Member of the Indiana House of Representatives from the 76th district
- In office January 1, 2004 - November 3, 2010
- Preceded by: Jonathan Weinzapfel
- Succeeded by: Wendy McNamara

Personal details
- Born: September 22, 1964 (age 61) Mount Vernon, Indiana
- Party: Democratic
- Spouse: Beverly Van Haaften
- Alma mater: Lake Forest College, Drake University
- Profession: Lawyer

= Trent Van Haaften =

American politician

William Trent Van Haaften is a Democratic politician from the state of Indiana. He served as a member of the Indiana House of Representatives, representing the 76th District, from 2003 until 2010. He ran, in 2012, for his old seat.

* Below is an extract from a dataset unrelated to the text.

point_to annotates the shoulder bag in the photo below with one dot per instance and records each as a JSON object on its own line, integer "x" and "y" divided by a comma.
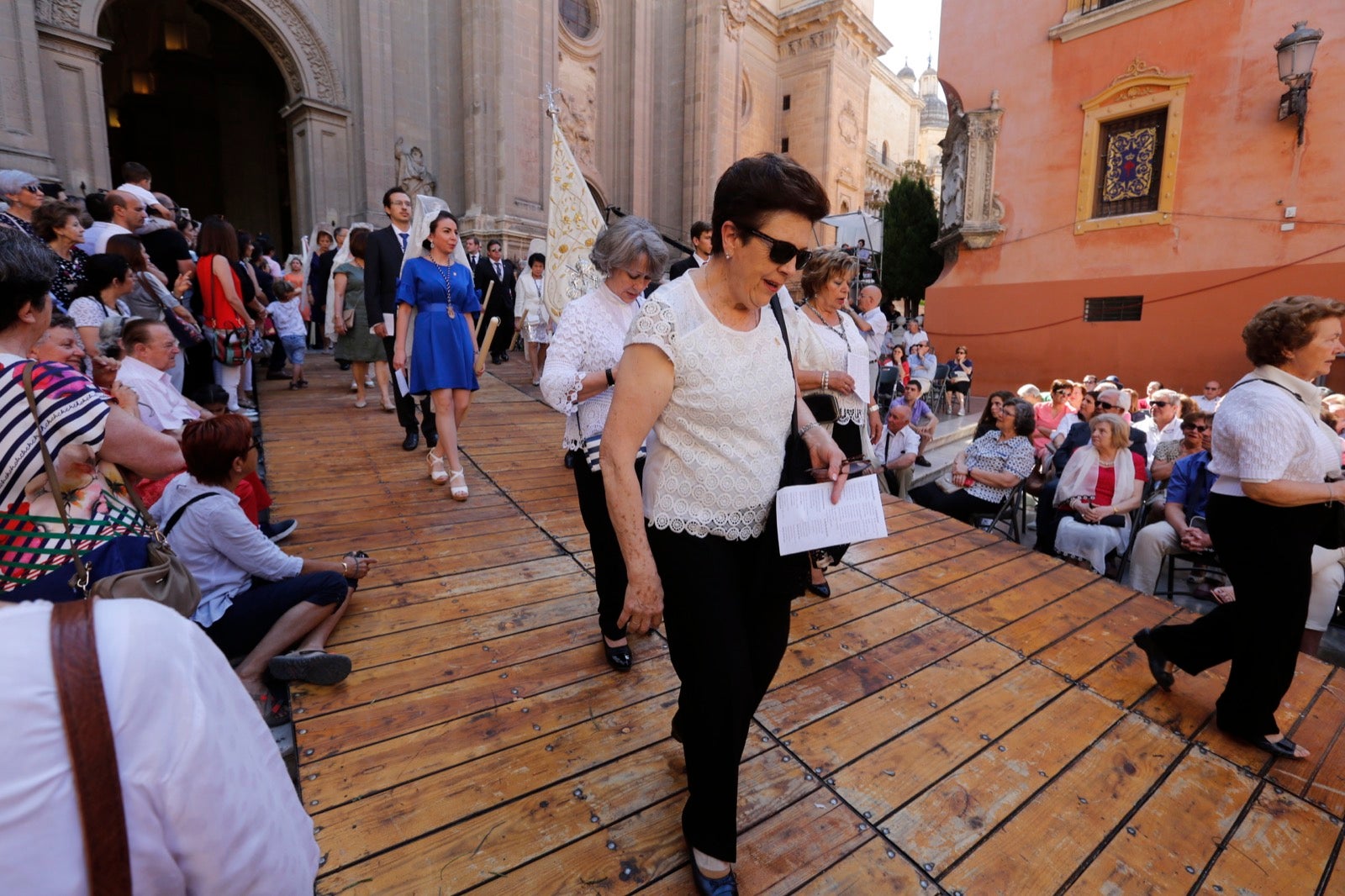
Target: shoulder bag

==Early life, education and career==
Van Haaften is a lifelong resident of Mount Vernon, west of Evansville. He graduated from Lake Forest College and Drake University School of Law.

==Indiana State Representative==
In November 2003, state representative Jonathan Weinzapfel resigned to become mayor of Evansville. Van Haaften was appointed to fill out the remainder of Weinzapfel's term. He was elected in his own right in 2004, and was unopposed for reelection in 2006 and 2008.

He represented a district including the western two-thirds of Evansville, as well as several suburban areas west of the city, including all of his native Posey County. While in the State House Van Haaften earned a reputation as a bi-partisan legislator helping Gov. Mitch Daniels pass one of the country's toughest anti-methamphetamine laws in 2005. Van Haaften served as Chairman of the House Public Policy Committee and as deputy speaker pro tempore.

==2010 U.S. Representative campaign==

Upon Sen. Evan Bayh's announcement he would not seek re-election in 2010, two-term Democratic incumbent Brad Ellsworth decided to run for the United States Senate seat. Van Haaften easily won the nomination for Ellsworth's House seat.

Van Haaften was soundly defeated in the November election by Republican nominee Larry Bucshon, taking only 37 percent of the vote to Buchson's 57 percent. Van Haaften lost his own state house district, as well.

==2012 State Representative campaign==
In early 2012, Van Haaften decided to run for his old seat in the Indiana House of Representatives. He ran against Wendy McNamara, the Republican who succeeded him, and lost, taking only 43 percent of the vote to McNamara's 56 percent.